Problem contracts / services
Many companies have encountered serious issues with contractual obligations over the past number of years, undermining their viability. These issues include significant delays to projects starting, inflationary pressures on fixed-price contracts, and being unable to recruit and retain the required staff. If the underlying business remains viable, a reorganisation of the contractual base can address the losses and ongoing costs associated with problem contracts.
Preserving business value
Losses associated with a variety of geo-political, economic and strategic issues have adversely impacted the value of many businesses, primarily due to a decline in EBITDA and any associated multiple. The associated value of a business can therefore be less than the value of the secured debt, meaning the secured lenders are the effective owners of the business.
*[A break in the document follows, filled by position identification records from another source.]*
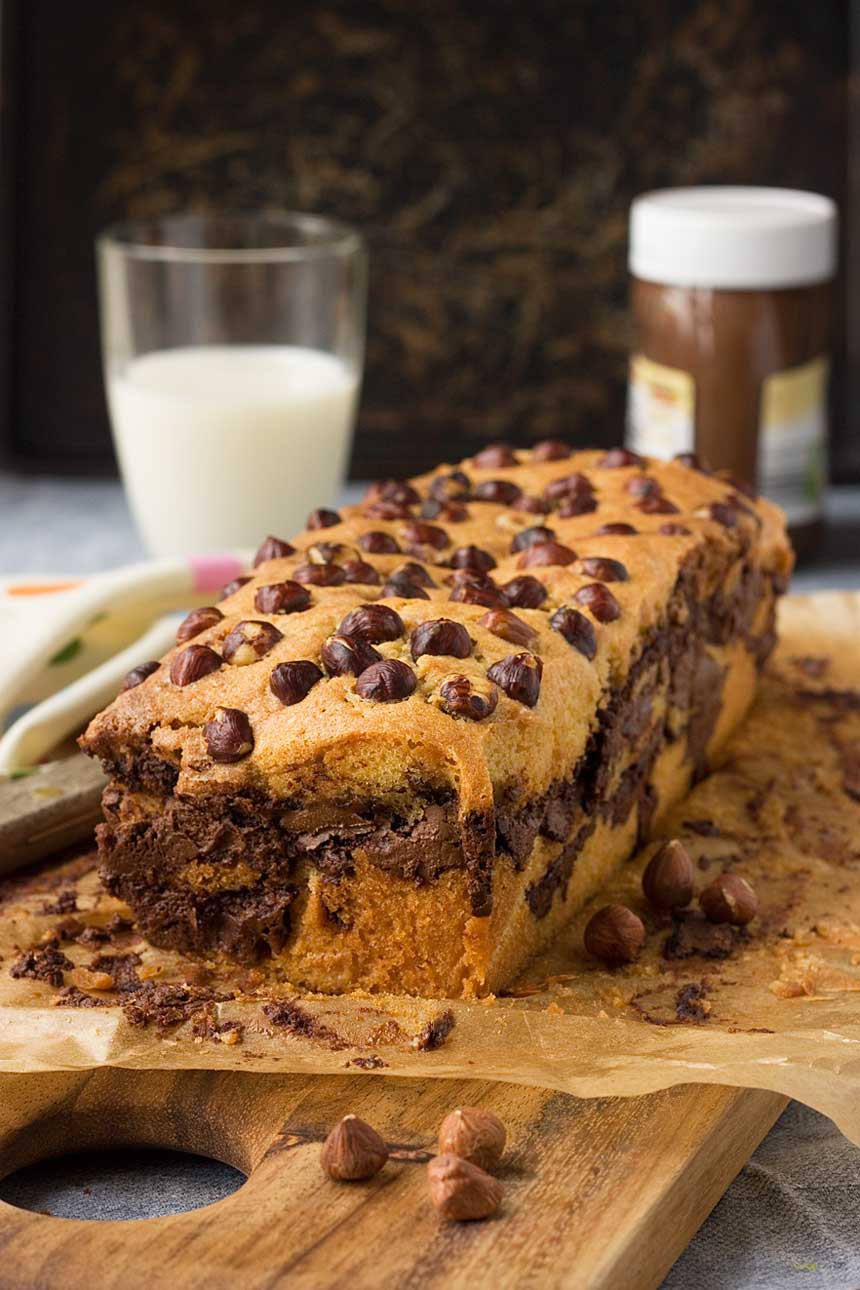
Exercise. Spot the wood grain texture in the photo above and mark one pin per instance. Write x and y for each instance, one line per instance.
(598, 1195)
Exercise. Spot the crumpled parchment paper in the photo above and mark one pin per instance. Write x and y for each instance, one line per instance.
(775, 1006)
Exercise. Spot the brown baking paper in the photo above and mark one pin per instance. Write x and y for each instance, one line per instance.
(776, 1006)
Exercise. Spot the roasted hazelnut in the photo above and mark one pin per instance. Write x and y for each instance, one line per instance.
(230, 588)
(322, 519)
(605, 569)
(531, 537)
(525, 592)
(569, 485)
(502, 492)
(138, 675)
(399, 585)
(460, 1191)
(424, 535)
(518, 676)
(361, 572)
(451, 511)
(373, 623)
(393, 490)
(494, 456)
(618, 529)
(344, 655)
(668, 879)
(618, 457)
(475, 1135)
(378, 543)
(387, 681)
(642, 485)
(290, 683)
(272, 548)
(192, 663)
(533, 505)
(508, 627)
(600, 600)
(228, 735)
(614, 934)
(196, 622)
(352, 1151)
(478, 594)
(281, 597)
(453, 486)
(320, 575)
(249, 641)
(472, 557)
(656, 506)
(469, 698)
(551, 450)
(571, 506)
(330, 552)
(729, 899)
(576, 630)
(440, 636)
(414, 573)
(546, 554)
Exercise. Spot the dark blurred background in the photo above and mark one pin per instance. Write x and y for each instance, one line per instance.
(489, 152)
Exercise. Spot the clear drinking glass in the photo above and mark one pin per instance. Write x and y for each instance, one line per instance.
(234, 346)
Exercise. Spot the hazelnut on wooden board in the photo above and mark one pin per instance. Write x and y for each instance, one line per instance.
(668, 880)
(472, 1134)
(352, 1151)
(729, 899)
(614, 934)
(462, 1191)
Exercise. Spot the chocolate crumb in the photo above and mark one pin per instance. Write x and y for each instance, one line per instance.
(65, 903)
(703, 827)
(289, 1015)
(165, 1005)
(68, 929)
(74, 997)
(121, 968)
(811, 667)
(47, 962)
(435, 1033)
(689, 1004)
(694, 937)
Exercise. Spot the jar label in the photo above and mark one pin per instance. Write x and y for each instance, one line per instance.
(792, 441)
(660, 409)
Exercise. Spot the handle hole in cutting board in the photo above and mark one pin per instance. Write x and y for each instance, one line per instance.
(129, 1183)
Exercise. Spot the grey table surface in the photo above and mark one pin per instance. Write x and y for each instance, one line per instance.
(791, 1215)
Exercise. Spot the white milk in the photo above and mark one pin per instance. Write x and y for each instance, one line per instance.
(223, 444)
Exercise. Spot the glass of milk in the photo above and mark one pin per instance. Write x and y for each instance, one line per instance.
(234, 346)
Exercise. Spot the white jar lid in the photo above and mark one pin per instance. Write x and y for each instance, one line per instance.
(732, 238)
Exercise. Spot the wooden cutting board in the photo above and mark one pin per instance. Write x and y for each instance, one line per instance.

If the underlying business remains viable, a reorganisation addressing the levels of debt and operational costs may significantly improve the value of the business.
Understanding cash flow
At first glance, many companies seem financially healthy – trade is picking up and they have cash in the bank. However, many businesses have stretched creditor terms and built-up significant creditor arrears, including rent and Revenue debts. Many cash positions are artificially high, and as trading normalises the unwinding of these arrears coupled with weakening performance will place significant strain on company cash flow. Many businesses are not equipped to prepare accurate forecasts to manage this process and inform their stakeholders.